Why a Loss on NC Voter ID Would Look Like a Win in Texas

Just a short note to point out how the goalposts have moved.

Plaintiffs in the Texas voter id case yesterday were claiming victory after the Fifth Circuit en banc held that Texas’s strict voter id law violated Section 2 of the Voting Rights Act. But the remedy the court approved was not striking the law as a whole; instead the trial court is to come up with some means of softening the law, such as allowing those who face a reasonable impediment to voting to be able to cast a ballot by signing an affidavit so attesting.

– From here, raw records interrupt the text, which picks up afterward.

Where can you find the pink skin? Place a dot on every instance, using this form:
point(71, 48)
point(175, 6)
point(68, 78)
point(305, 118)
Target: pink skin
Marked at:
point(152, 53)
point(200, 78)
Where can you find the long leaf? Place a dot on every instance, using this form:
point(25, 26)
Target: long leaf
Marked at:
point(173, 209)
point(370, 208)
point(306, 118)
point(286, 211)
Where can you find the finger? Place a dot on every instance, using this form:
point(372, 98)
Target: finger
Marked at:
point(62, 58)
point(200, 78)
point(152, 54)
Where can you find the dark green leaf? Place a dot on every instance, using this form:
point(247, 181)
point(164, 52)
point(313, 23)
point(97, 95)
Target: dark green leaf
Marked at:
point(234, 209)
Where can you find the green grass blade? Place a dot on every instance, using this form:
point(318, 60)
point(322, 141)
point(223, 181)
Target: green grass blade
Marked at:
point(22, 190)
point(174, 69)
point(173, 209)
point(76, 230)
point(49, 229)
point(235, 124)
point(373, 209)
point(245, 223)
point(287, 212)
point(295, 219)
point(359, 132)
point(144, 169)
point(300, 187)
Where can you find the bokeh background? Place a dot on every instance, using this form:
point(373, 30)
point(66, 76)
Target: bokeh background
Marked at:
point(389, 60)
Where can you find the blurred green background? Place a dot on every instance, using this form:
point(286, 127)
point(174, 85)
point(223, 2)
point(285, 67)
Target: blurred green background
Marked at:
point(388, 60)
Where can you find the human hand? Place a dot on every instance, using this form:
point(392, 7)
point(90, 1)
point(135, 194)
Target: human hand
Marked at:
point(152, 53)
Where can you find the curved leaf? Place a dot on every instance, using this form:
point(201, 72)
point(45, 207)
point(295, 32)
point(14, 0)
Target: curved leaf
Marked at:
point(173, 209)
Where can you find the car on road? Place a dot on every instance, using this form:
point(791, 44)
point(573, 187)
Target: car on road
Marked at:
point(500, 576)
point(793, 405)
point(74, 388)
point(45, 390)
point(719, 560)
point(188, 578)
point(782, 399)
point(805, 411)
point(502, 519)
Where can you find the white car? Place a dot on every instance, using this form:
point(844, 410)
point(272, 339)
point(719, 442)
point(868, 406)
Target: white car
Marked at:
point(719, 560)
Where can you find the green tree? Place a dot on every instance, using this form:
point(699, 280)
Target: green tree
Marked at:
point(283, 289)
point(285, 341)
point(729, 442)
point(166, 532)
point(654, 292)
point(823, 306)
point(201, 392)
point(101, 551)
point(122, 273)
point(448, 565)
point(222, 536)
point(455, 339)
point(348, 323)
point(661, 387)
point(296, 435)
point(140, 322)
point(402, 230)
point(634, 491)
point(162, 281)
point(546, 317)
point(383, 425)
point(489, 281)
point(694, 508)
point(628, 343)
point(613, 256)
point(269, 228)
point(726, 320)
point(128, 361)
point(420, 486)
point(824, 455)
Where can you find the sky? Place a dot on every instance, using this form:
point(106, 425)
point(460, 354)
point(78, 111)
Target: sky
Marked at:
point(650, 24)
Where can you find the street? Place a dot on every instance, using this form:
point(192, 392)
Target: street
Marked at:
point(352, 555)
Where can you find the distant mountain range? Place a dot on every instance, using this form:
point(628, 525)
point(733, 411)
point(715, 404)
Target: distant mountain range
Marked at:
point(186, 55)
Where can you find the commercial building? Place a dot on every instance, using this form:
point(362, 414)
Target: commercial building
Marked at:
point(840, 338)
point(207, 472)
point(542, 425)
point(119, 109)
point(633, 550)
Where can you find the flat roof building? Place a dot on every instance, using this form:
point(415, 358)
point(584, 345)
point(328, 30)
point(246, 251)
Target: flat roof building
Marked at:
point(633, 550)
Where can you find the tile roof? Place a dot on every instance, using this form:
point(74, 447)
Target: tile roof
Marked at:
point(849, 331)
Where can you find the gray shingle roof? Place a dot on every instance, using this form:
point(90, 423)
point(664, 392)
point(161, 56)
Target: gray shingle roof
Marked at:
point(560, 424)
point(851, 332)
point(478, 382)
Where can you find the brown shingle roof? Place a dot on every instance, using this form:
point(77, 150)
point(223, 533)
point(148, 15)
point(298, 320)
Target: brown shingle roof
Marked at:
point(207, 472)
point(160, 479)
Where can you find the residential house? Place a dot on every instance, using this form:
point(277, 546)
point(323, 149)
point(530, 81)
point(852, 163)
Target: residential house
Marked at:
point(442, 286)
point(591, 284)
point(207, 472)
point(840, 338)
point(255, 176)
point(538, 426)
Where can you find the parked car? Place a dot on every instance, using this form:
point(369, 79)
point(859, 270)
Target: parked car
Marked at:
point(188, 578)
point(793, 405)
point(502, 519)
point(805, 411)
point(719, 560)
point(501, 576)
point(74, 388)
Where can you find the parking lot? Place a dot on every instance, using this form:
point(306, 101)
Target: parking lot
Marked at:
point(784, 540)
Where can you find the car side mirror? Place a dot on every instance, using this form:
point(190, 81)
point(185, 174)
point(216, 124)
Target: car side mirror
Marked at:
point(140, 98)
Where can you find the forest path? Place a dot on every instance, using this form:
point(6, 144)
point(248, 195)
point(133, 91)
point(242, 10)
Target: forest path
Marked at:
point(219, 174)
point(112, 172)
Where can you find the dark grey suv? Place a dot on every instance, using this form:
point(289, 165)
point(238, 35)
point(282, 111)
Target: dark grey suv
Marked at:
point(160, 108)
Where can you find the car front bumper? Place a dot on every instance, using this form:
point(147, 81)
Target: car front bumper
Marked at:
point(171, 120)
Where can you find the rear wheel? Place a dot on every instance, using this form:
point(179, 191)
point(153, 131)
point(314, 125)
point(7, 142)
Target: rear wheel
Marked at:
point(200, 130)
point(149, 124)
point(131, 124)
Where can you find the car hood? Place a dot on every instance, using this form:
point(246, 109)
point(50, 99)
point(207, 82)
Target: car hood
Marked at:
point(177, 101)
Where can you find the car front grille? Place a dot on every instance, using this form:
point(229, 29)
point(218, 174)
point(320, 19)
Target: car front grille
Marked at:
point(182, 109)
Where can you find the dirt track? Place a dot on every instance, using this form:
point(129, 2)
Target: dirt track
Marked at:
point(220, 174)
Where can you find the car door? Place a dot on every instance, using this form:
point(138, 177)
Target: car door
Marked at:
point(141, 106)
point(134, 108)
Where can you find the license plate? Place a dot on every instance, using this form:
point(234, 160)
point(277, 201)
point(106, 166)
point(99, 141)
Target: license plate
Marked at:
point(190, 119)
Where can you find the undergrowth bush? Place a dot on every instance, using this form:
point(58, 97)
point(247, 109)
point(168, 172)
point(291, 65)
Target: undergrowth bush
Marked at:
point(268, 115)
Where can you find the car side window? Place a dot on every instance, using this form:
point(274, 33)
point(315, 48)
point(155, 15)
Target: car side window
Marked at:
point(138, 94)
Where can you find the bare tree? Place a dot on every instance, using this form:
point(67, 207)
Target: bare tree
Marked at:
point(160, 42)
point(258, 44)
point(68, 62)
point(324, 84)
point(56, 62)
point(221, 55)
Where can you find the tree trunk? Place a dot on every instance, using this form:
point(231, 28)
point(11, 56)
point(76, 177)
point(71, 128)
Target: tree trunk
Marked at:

Now flip to NC, where the state in the face of litigation against its omnibus make-voting-harder law followed South Carolina’s model in creating a “reasonable impediment” softening to the strictness of its voter id law. SC adopted that to get Section 5 preclearance from a court when that still existed. NC is trying to avoid section 2 liability, and the trial court believed that the voter id law with the reasonable impediment workaround eliminated any discriminatory effects of the law. That’s now up on appeal before the 4th Circuit.

So if plaintiffs lose on the voter ID issue in NC it will look just like the win in Texas: a strict law in place, with a workaround that may or may not work well on the ground.

Now I’ve been very skeptical of these workarounds, believing they work better in theory than in practice, and provide a means to make judges feel better about the potential disenfranchisement caused by these laws. I’d like to see the NC and TX laws thrown out entirely.

But it looks more like the courts are converging on the harsh law with softening as the compromise.